Can you be converted from gay to straight?
Despite virtually no scientific evidence to show it can be done, it's still legal in Colorado.
It’s called conversion therapy, and there's a renewed effort to ban the practice for minors in Colorado.
It is illegal to practice the therapy on minors in California, Oregon, Illinois, New York, New Jersey and Vermont.
“My experiences were really rough,” said conversion therapy survivor Cooper Benson.
Benson says – for him – it started when he was a freshman in high school through his freshman year of college.
“All the efforts were focused on removing my same sex attraction, is what they referred to it as,” Benson said.
That included shaming him - his thoughts, the way he talked, the way he walked - in an effort to reprogram him to like girls.
“Trying to demonize the orientation itself and get you to switch,” Benson said.
Because of that ongoing issue - a group of hundreds of LGBTQ advocates met Monday at Denver’s Central Presbyterian Church.
Their goal: pass a law that would ban conversion therapy in Colorado, citing it as archaic and cruel and unusual.
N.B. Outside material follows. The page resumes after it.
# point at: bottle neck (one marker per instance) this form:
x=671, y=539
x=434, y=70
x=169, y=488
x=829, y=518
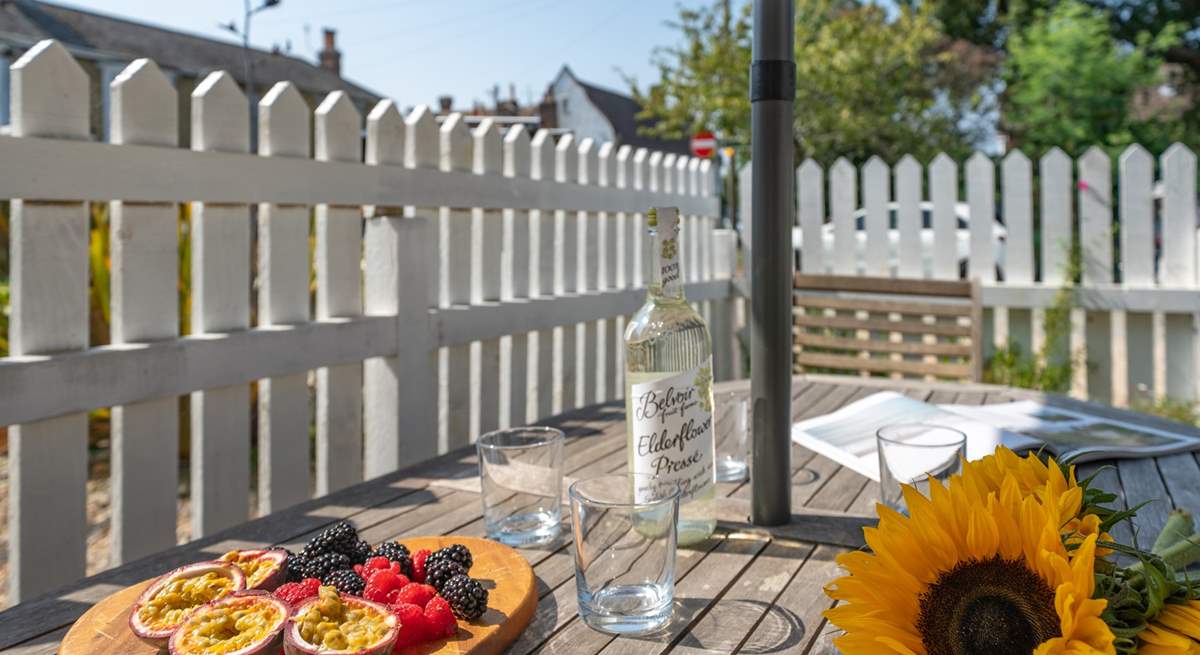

“It’s still legal, yeah. There are only (some) states and (Washington, D.C.) that have bans on conversion therapy,” said Daniel Ramos, spokesman for One Colorado.
This is the third year this group has tried to pass this bill. It has bi-partisan support in the House, but stumbles in the Republican-controlled Senate.
Benson says it’s not just those who are gay that pay the price.
“They convinced my parents that it was their fault,” he said. “And so they have a lot of guilt surrounding that. So, I don’t really blame them that much because they’re as much victims as I am. No one should ever go through it. It’s absolutely horrible.”
The U.S. Surgeon General's Office has said there is “no valid scientific evidence” behind the practice and the American Psychiatric Association opposes the treatment, describing it as unethical.
Activists also pushed for a bill that would make it much easier for transgender people to change their gender on their birth certificates to more accurately reflect the gender that people truly identify with.
"Currently in Colorado, a transgender person has to have surgery - then must go before a judge and prove they had the surgery in order to get an updated birth certificate," Ramos said.
The proposed law would remove the surgery requirement and the court order from the judge.
A person would just have to work with his or her doctor and mental health provider to make the gender update on a birth certificate.